For many looking back on their first time, despite all the possible things that could go wrong or the awkward moments that lead up to the moment, the thing they might remember best was getting closer to someone they felt special about. For those thinking of having sex for the first time, it helps to calm down and think things through. It’s important to be confident about what you are about to do, and answering the following questions could help your decision.
Q1. Why do you feel ready?
- I feel sure within myself
- My friends say I’m ready
- My partner says I’m ready
What your answer means: The only person who knows whether you’re ready is you, and if you’re sure, you don’t need anyone else’s approval. But asking your friends or partner for reassurance that you’re ready might mean that you might not be. If you’re unsure, talk things through with your partner and remember that it’s okay to wait. Go for it if you feel comfortable and confident with your decision.
Q2. Imagine you’re naked in front of your partner. Do you feel…
- Confident and empowered
- A little nervous
- Embarrassed, exposed, and worried they’ll make fun of you
What your answer means: If you know you’ll feel like the sexiest person alive when you strip off in front of your other half, that’s fantastic! But don’t be alarmed if you don’t feel ready to swing naked from the chandeliers in front of them just yet. Feeling nervous is completely normal, but if you feel vulnerable, think about whether you’re ready, as trusting your partner is an essential part of having a great sex life.
Q3. Why do you want to lose your virginity?
- I want to feel close to my partner and I know we’re ready
- It will feel amazing
- Because my partner/friends have done it already
What your answer means: Sex is a wonderful bonding experience, but don’t worry if your first time isn’t the perfect, earth-shattering experience that is portrayed in the movies. It’s completely normal if the first time does not rock your world. Like many things, practise makes perfect, and it only gets better from there. But if you’re considering first-time sex purely because everyone else has done it, hold back. You’ll get more respect from your partner – and have more respect for yourself – if you wait until you’re ready.
Q4. What is the most important thing to do before losing your virginity?
- Getting contraception sorted
- Not talk about anything too heavy in case it puts your partner off
- Have your partner tell you they love you
What your answer means: Top marks if you opted for A, as it means you’ve thought about protecting yourselves from STDs and pregnancy. Talking things through and getting prepared can increase the anticipation and excitement and will help bring you closer, too. But if you can’t talk about sex and the responsibilities that come with it, you may want to wait until you can. How you feel is the most important thing (even more important than hearing those three little words), so trust your instinct.

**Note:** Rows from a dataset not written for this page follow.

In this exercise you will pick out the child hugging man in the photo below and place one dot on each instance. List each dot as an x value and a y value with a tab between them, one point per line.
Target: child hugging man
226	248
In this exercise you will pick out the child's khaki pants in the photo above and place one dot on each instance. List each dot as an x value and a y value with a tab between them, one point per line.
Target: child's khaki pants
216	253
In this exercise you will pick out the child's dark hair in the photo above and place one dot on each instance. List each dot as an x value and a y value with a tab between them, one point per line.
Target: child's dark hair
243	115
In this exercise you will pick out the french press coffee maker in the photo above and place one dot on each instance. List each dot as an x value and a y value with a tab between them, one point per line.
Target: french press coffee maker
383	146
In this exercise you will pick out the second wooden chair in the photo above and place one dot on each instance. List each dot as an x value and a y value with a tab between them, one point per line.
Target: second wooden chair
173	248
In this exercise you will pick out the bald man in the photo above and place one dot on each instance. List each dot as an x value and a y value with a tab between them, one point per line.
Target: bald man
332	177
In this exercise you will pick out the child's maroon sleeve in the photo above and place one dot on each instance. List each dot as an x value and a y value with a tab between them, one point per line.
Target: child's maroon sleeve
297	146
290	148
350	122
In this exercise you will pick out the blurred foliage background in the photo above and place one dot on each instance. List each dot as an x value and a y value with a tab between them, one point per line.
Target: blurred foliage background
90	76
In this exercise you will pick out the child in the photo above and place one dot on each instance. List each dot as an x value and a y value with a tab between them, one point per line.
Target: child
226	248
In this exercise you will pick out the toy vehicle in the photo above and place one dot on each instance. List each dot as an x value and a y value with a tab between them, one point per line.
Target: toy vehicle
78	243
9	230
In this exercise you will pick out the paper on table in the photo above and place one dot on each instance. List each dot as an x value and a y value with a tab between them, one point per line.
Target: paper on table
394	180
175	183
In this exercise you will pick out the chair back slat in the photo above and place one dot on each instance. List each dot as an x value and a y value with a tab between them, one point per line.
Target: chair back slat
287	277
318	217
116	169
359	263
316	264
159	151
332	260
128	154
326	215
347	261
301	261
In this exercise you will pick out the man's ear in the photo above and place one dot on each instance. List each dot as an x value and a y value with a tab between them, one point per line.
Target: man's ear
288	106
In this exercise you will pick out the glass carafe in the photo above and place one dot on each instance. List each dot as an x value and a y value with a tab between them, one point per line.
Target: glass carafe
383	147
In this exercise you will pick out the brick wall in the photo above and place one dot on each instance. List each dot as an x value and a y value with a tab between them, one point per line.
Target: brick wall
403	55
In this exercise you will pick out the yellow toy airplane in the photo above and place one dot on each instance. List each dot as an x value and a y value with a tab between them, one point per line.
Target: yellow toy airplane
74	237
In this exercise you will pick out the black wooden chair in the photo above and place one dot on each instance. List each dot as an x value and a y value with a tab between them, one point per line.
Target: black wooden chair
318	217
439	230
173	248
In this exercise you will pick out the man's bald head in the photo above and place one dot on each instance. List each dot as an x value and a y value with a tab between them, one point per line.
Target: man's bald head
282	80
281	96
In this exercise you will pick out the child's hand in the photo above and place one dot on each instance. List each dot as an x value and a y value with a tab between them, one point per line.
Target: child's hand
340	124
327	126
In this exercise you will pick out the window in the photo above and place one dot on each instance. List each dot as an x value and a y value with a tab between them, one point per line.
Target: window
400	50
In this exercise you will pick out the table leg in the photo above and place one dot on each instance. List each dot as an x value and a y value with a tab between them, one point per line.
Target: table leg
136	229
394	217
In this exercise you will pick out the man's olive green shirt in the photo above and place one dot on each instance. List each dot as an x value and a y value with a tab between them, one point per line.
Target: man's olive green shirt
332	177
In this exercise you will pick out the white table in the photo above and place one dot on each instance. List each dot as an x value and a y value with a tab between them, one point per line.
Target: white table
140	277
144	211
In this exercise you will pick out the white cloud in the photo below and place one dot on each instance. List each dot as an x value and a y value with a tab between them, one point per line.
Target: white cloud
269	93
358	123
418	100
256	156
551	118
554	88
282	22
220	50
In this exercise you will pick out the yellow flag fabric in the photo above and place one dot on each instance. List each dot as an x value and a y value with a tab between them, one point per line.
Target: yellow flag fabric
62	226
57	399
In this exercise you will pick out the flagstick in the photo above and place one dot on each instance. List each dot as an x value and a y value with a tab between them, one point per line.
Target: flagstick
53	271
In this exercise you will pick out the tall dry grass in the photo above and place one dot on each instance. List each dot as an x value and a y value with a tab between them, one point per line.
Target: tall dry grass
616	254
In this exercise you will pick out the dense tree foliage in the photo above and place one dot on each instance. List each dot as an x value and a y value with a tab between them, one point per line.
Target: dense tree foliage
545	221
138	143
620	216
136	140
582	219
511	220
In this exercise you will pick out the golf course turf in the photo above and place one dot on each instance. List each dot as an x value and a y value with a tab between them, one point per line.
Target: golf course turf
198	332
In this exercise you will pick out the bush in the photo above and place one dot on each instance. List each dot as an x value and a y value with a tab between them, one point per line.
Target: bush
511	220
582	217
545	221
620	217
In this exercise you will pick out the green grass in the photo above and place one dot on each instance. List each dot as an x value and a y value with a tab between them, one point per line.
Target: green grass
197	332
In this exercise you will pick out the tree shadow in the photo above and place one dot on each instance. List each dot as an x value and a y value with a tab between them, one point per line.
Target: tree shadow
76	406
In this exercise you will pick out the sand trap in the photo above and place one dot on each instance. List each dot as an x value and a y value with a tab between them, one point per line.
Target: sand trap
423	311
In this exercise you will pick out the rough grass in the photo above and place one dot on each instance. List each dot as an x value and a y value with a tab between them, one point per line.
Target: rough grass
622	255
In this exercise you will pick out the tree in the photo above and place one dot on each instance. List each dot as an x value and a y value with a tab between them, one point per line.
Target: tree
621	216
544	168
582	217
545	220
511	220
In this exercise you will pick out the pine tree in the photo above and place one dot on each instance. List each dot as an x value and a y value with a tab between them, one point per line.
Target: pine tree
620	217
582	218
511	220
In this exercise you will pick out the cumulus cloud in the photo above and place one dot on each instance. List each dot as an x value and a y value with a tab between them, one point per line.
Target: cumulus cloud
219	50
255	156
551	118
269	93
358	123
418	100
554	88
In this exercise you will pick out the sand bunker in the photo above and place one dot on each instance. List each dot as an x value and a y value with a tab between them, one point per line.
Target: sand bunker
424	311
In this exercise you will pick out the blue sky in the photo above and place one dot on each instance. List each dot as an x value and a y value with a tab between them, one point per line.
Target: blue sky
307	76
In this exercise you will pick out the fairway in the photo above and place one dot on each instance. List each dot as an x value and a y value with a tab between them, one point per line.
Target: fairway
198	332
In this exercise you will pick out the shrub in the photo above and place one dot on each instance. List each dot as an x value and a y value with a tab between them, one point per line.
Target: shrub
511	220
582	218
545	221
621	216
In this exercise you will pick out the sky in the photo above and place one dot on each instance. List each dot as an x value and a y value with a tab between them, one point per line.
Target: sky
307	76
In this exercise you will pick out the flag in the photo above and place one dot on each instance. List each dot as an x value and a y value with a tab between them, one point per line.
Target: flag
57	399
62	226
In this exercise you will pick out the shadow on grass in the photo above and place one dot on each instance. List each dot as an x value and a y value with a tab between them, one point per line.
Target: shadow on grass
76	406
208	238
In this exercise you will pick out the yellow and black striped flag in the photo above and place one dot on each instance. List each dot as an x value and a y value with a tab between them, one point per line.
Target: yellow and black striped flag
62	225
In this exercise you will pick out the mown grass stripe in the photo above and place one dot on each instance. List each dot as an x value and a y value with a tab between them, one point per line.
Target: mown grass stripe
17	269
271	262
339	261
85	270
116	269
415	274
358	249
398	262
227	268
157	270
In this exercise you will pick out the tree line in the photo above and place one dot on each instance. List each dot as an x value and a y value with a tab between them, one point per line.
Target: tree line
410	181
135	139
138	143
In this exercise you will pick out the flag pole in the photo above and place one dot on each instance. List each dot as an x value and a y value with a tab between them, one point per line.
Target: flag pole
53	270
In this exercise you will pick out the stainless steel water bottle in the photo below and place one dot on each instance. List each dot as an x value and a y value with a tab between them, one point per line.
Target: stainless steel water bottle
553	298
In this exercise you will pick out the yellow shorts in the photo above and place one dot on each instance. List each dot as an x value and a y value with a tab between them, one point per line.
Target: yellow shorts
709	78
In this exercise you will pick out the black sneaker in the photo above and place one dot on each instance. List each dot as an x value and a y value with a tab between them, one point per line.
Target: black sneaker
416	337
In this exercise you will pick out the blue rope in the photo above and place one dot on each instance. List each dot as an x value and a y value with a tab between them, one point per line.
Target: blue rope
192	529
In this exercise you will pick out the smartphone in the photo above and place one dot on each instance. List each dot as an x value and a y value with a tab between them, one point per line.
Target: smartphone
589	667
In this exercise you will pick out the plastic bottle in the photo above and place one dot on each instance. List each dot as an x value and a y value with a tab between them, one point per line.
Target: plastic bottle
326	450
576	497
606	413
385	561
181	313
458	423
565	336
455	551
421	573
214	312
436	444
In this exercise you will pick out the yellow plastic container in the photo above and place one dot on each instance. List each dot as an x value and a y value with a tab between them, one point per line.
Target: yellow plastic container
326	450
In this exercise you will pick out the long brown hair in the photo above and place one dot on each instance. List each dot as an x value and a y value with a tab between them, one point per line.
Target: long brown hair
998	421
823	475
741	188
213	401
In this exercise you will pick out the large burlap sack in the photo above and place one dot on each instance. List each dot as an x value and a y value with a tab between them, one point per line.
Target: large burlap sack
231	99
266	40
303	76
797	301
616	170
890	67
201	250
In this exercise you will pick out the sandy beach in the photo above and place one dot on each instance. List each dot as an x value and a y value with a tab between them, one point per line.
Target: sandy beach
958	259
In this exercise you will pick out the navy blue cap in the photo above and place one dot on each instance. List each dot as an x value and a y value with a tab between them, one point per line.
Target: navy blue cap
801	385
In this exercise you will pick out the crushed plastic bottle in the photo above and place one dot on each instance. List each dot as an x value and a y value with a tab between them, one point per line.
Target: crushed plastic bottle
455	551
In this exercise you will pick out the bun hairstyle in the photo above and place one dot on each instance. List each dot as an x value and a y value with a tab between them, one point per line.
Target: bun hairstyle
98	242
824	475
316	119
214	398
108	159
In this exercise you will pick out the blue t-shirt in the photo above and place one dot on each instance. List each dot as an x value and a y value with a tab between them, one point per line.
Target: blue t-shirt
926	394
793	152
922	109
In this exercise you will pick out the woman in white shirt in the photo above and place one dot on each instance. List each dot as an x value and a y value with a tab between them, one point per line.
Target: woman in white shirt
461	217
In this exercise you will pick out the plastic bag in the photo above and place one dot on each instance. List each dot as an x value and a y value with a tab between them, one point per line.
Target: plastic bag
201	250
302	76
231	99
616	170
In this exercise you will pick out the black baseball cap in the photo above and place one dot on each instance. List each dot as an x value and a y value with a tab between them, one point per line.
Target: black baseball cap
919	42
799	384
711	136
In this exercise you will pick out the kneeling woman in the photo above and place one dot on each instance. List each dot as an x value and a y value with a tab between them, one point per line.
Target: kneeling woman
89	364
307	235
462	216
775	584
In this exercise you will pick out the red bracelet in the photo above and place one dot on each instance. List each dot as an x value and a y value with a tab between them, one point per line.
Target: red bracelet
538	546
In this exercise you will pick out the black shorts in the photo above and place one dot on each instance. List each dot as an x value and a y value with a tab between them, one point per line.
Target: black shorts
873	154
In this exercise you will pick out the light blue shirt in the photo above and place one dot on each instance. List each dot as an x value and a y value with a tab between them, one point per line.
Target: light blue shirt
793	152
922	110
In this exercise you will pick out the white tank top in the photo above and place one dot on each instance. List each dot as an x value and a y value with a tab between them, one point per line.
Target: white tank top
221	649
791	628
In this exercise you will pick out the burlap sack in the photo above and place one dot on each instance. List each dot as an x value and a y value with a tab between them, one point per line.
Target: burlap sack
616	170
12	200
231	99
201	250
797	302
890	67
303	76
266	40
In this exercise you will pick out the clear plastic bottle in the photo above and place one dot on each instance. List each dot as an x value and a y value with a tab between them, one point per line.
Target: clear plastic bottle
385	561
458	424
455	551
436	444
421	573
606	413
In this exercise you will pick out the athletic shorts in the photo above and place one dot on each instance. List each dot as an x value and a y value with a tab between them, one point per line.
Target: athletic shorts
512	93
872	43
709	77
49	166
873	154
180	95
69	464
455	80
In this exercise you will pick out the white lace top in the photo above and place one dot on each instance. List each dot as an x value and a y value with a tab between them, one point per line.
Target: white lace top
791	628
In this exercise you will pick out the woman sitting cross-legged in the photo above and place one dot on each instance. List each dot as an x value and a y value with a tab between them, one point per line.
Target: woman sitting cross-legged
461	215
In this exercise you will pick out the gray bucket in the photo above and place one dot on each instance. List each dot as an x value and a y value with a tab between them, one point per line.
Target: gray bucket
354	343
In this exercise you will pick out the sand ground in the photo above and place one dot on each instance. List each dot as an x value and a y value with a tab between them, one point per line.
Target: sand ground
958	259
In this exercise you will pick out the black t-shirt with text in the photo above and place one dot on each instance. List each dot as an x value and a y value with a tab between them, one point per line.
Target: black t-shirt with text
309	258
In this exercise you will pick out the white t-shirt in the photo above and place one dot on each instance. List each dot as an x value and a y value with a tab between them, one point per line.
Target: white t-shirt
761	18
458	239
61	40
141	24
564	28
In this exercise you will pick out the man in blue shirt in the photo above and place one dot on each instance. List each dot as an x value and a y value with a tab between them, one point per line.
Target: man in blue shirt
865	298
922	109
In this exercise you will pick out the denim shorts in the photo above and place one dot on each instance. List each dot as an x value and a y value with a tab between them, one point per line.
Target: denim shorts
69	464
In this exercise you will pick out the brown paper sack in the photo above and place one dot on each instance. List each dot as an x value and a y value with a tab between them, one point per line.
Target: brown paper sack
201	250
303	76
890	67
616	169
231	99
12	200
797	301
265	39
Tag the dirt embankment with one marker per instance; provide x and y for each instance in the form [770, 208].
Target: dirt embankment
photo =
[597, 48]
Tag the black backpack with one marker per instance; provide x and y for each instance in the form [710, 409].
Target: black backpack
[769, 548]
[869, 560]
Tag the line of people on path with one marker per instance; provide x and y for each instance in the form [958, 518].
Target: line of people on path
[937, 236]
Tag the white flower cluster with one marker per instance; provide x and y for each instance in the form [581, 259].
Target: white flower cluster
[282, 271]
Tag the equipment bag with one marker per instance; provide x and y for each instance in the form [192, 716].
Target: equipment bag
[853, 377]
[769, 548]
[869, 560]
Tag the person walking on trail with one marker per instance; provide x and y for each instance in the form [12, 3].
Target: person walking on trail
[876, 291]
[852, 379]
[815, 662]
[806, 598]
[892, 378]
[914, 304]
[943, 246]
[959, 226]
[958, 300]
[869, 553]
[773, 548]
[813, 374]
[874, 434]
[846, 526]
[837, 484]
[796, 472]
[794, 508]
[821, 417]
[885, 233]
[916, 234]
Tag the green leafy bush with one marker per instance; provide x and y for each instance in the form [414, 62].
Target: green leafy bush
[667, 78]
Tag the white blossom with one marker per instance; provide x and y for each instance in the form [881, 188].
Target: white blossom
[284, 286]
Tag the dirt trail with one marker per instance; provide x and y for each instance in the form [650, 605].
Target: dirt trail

Q5. If things don’t go to plan…
- I know we can talk things through
- It depends, some things are best ignored
- We’ll discuss problems with our friends, it’s easier than talking to each other
What your answer means: Sex doesn’t always go to plan, but being able to talk things through with someone you trust really takes the pressure off. It can strengthen your relationship and by working through any little blips, you’ll make your sex life even better. But if the thought of discussing problems with your partner embarrasses you, or you think it would be easier to talk to friends, you may want to wait. Persevere until you feel comfortable talking about such things and that way, you’ll be more prepared for first-time sex.